Kemudian bacalah sebuah buku sampai beres. Setelahnya, tuliskan ide yang sama (dengan yang tanpa membaca) di kertas/file yang berbeda.
Saya yakin, hasilnya akan berbeda. Meski ditulis oleh orang yang sama.
Saya suka menulis dan juga membaca. Meski urutannya adalah, saya membaca dulu baru menulis. Maksudnya, saya membaca sejak sebelum masuk SD kalau tidak salah. Namun menulis baru saya lakukan ketika sudah di SMP.
Jika saya ingat-ingat, semua tulisan saya mengalami perkembangan. Sesuai dengan banyaknya sumber atau buku yang saya baca.
Tulisan saya jaman SMP/SMA jika dibaca sekarang, waduh. Bisa-bisa Iko Uwais lupa semua gerakan pencak silat karena menertawakan tulisan saya. Alay banget. Maklum, jaman SMA sering bacanya serial Fear Street sama komik Pop Corn.
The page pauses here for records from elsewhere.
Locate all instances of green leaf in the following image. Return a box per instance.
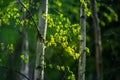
[20,54,25,60]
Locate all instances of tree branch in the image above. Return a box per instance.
[18,0,45,43]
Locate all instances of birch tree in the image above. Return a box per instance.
[20,28,29,80]
[19,0,29,80]
[34,0,48,80]
[78,2,86,80]
[91,0,103,80]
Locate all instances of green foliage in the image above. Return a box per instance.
[47,14,80,59]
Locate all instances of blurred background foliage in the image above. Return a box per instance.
[0,0,120,80]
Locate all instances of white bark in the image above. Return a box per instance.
[78,1,86,80]
[20,31,29,80]
[91,0,103,80]
[34,0,48,80]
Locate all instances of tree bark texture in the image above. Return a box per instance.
[91,0,103,80]
[19,0,29,80]
[20,31,29,80]
[34,0,48,80]
[78,3,86,80]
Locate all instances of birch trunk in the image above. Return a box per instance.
[34,0,48,80]
[19,0,29,80]
[91,0,103,80]
[78,1,86,80]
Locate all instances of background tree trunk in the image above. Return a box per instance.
[91,0,103,80]
[78,0,86,80]
[20,30,29,80]
[34,0,48,80]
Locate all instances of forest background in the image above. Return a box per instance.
[0,0,120,80]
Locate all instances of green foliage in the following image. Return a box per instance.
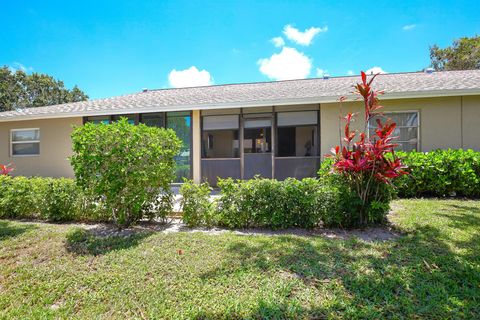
[0,176,46,219]
[180,179,214,227]
[39,178,82,221]
[216,178,336,229]
[0,66,88,111]
[0,176,107,221]
[395,149,480,197]
[319,172,394,228]
[430,36,480,71]
[71,118,181,226]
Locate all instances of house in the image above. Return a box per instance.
[0,70,480,183]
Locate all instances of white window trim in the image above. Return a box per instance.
[367,110,421,152]
[10,128,40,158]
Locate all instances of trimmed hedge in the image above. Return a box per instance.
[395,149,480,198]
[180,178,214,227]
[180,178,376,229]
[0,176,108,221]
[318,149,480,198]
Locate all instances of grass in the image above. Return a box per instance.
[0,200,480,319]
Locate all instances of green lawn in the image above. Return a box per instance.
[0,200,480,319]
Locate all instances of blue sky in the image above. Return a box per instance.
[0,0,480,98]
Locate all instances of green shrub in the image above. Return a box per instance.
[0,176,46,219]
[395,149,480,197]
[180,179,214,227]
[215,178,338,229]
[0,176,107,221]
[40,178,82,221]
[318,165,395,228]
[71,118,181,226]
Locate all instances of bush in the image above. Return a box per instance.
[0,175,46,219]
[71,118,181,227]
[180,179,214,227]
[215,178,337,229]
[0,176,106,221]
[395,149,480,197]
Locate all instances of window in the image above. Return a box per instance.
[10,128,40,156]
[202,115,240,158]
[368,111,419,151]
[167,111,192,182]
[277,111,319,157]
[243,119,272,153]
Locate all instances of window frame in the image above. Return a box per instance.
[367,109,421,152]
[10,128,41,158]
[200,113,242,160]
[275,109,321,159]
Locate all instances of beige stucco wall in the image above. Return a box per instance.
[192,110,202,183]
[0,96,480,182]
[0,117,82,177]
[320,96,480,155]
[462,96,480,150]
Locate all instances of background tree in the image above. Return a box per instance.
[0,66,88,111]
[430,36,480,71]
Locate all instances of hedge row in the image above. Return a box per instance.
[318,149,480,198]
[180,178,388,229]
[0,176,109,221]
[395,149,480,198]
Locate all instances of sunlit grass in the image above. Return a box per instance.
[0,200,480,319]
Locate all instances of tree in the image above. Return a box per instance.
[430,36,480,71]
[0,66,88,112]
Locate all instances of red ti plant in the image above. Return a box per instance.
[0,163,13,176]
[332,72,407,225]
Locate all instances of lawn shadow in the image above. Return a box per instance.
[0,221,37,241]
[65,227,154,256]
[202,209,480,319]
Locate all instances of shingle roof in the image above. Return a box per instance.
[0,70,480,121]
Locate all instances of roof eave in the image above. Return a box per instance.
[0,89,480,122]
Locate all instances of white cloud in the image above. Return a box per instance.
[402,24,417,31]
[10,62,33,72]
[283,24,328,46]
[317,68,327,78]
[168,66,213,88]
[258,47,312,80]
[365,67,387,74]
[271,37,285,47]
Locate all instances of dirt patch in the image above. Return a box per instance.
[72,218,400,241]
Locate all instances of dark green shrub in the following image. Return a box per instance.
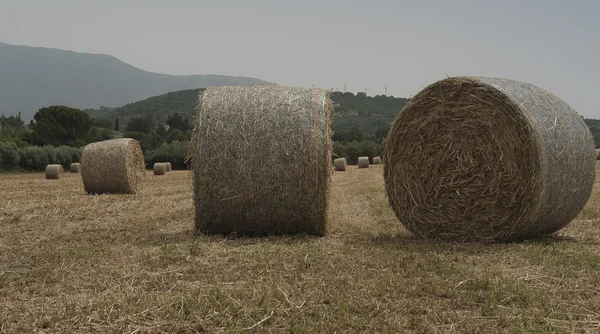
[146,141,190,169]
[0,142,21,170]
Tulisan saya tidak hanya dipengaruhi oleh bacaan, namun juga pengalaman dan pertambahan usia. Saya versi lebih muda, 'nampak' lebih emosional, blak-blakan dan galau. Sementara, makin ke sini, saya makin berpikir lama sebelum menuliskan sesuatu. Menimbang-nimbang apakah yang saya tuliskan akan pantas tidak, akan bermanfaat atau tidak. Old school, detected.
Seorang penulis juga harus memikirkan kenyamanan mata para pembaca.
Saya selalu mengusahakan menulis dengan kalimat yang pendek dan lugas. Jarang berhasil sih. Sebab kecepatan ide saya seringkali melesat lebih jauh di banding menemukan tanda titik.
Saya belajar membuat paragraf renggang satu sama lain. Sebab pembaca juga butuh bernapas. Paragraf yang terlalu rapat akan membuat mereka sesak, seakan tidak ada jeda untuk istirahat. Ibarat tol BREXIT waktu pertamakali di buka, jarang ada rest areanya.
Pemilihan kata atau diksi pun butuh untuk diperhatikan. Apakah terlalu lebay? Apakah cocok, tidak cocok? Apakah terlalu jadul dan kurang up-to-date? Apakah dengan memakai kata tertentu, kita akan berhasil membuat pembaca bahagia? Atau malah membuat mereka trauma?